Cities are a technology to integrate all other technologies for our convenient use. But all of these technologies are products of the conscious human mind that operates mostly oblivious to the underlying motives and real needs that drive it. We respond mostly to our environment with our heuristic systems evolved for the pre-urban world of our evolutionary environment, including kin structures and their embedded familial obligations. The aggregating forces of language, religion and war have over the centuries revised our narratives of identity to expand our identities beyond genetic tribalism, but they have not altered our heuristics which are fundamentally miss-calibrated to our new entirely man made habitat.

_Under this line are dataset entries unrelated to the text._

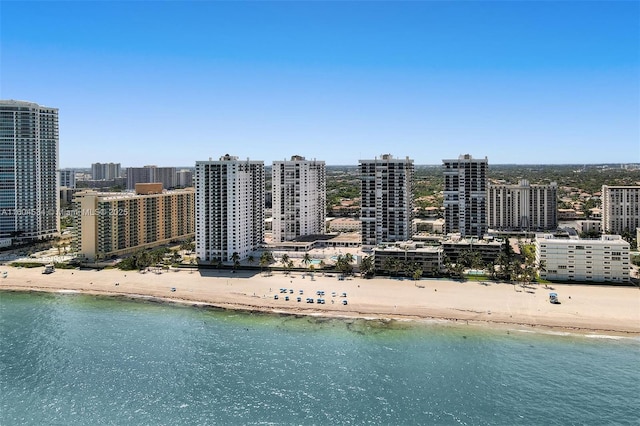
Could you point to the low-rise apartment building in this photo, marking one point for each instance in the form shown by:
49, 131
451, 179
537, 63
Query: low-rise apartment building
428, 258
597, 260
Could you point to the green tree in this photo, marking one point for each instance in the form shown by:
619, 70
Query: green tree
417, 274
235, 258
284, 259
367, 266
306, 259
265, 258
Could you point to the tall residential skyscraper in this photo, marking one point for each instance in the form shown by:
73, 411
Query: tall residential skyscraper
299, 198
620, 209
465, 196
29, 200
386, 208
116, 223
229, 208
523, 207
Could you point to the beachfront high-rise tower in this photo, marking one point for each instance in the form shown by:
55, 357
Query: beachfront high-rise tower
620, 209
29, 200
299, 198
229, 208
386, 206
465, 196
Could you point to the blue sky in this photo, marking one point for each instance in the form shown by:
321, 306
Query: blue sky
169, 83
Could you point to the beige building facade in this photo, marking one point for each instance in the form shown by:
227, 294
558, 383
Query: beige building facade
115, 224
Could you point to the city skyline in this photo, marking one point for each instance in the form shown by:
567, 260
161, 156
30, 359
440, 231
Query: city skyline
169, 83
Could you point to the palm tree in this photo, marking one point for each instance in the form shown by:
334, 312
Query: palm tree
348, 257
235, 258
284, 259
367, 267
417, 274
306, 259
389, 265
265, 258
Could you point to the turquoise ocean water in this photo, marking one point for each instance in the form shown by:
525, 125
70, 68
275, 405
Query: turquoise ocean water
83, 360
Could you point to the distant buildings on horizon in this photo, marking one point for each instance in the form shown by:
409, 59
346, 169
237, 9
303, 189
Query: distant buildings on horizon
225, 212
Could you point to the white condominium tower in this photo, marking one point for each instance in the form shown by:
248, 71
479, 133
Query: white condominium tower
386, 208
620, 209
299, 198
229, 208
29, 200
523, 207
465, 196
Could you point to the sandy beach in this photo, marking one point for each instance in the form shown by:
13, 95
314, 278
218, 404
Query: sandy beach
583, 308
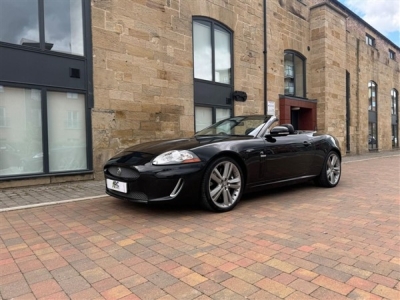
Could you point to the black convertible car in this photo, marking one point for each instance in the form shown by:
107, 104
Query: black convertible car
218, 164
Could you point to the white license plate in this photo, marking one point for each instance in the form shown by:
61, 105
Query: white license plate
116, 185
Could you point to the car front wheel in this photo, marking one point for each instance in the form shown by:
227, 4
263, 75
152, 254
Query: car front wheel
331, 171
222, 185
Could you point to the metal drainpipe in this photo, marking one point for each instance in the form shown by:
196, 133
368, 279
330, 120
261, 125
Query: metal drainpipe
265, 58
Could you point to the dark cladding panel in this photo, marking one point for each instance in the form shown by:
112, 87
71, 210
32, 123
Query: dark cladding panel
37, 68
212, 94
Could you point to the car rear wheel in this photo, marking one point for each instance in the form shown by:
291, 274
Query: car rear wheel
331, 171
222, 185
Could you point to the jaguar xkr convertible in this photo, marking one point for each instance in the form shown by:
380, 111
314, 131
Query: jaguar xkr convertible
220, 163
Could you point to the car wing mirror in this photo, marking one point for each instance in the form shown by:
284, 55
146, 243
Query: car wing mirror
279, 131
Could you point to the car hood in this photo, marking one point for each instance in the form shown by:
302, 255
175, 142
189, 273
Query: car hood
143, 153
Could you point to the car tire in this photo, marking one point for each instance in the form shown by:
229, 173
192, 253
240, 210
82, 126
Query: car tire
331, 170
222, 185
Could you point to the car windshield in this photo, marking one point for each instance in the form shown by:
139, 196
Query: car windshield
243, 125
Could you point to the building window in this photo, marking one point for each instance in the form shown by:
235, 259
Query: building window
212, 52
372, 116
67, 148
62, 19
372, 96
23, 147
392, 55
395, 118
21, 144
212, 56
372, 136
294, 74
369, 40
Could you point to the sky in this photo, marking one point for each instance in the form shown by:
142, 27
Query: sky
383, 15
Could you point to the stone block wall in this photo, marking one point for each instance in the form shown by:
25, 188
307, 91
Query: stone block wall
287, 29
143, 67
333, 42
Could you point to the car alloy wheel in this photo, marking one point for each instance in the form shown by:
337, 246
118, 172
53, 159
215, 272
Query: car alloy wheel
331, 171
222, 185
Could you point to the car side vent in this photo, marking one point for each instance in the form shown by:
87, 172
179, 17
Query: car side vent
131, 174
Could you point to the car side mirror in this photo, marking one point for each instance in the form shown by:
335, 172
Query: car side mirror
279, 131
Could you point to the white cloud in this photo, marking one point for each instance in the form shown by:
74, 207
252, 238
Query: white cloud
383, 15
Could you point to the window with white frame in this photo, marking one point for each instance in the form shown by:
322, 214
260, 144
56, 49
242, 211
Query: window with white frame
392, 54
294, 74
369, 40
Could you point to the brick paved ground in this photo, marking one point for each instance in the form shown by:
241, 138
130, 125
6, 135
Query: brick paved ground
301, 242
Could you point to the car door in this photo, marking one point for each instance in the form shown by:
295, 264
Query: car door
288, 157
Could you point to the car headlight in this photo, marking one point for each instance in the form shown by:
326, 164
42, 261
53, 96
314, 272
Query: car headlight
176, 157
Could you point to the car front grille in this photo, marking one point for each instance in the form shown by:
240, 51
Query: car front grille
139, 196
132, 174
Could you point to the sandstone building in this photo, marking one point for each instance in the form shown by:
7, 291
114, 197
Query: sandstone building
81, 80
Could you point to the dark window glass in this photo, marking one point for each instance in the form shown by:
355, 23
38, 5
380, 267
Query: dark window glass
294, 74
392, 55
372, 137
63, 25
19, 22
369, 40
395, 112
395, 99
212, 52
372, 96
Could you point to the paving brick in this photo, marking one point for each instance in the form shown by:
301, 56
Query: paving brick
332, 273
193, 279
361, 295
324, 294
333, 285
386, 292
274, 287
181, 290
45, 288
360, 283
303, 286
239, 286
209, 287
117, 292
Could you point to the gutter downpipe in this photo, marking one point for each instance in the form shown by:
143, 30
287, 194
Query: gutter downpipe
265, 58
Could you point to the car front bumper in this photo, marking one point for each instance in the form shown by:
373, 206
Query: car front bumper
148, 183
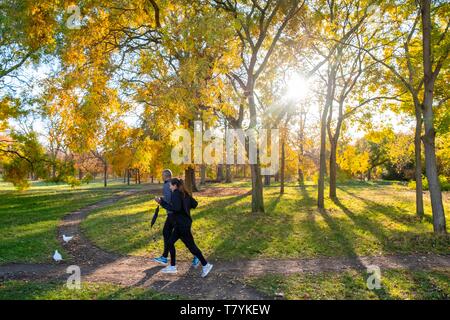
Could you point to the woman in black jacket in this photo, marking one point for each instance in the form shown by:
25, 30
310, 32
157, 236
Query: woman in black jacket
181, 204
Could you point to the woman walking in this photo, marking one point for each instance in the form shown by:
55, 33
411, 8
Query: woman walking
181, 204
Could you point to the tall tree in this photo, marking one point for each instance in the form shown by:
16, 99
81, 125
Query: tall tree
258, 26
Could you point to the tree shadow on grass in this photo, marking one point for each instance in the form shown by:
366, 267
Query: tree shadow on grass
390, 211
243, 234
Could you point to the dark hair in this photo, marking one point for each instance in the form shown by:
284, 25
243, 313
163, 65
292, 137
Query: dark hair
180, 186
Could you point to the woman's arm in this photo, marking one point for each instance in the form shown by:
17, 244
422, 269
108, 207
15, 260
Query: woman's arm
175, 204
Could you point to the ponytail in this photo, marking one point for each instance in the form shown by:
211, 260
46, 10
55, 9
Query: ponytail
180, 186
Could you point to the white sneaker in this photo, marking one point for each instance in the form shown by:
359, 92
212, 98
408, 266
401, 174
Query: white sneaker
206, 269
169, 269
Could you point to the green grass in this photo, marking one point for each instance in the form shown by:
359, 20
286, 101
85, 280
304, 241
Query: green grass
24, 290
29, 219
395, 284
369, 219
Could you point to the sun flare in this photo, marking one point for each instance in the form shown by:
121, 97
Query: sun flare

If people were intrinsically wicked, there is no chance that we'd have aggregated a population approaching seven billion. And yet some people do terrible things all the time, and they do them in recurring patterns and mostly in cities. It is my contention that this is because we are as a species deeply maladapted to this artifact of conscious projection we call urbanism. It is what we think we want, but we must be very careful in our use of it to make it what we actually need. We live now in a habitat of hard and mechanical things connected and cross connected with water and light and cooling and heating and communications of all kinds. These are conveniences, but they are alien. We were not born for this environment and until we adjust our habits to optimize our engagement with it it will continue to alienate significant numbers of us. And most important of all, our gut responses to these circumstances, including the alienated behavior of our fellows, will mostly be wrong because we and our perceptual systems are simply not scaled, not calibrated, not applicable, not evolved for this alien environment.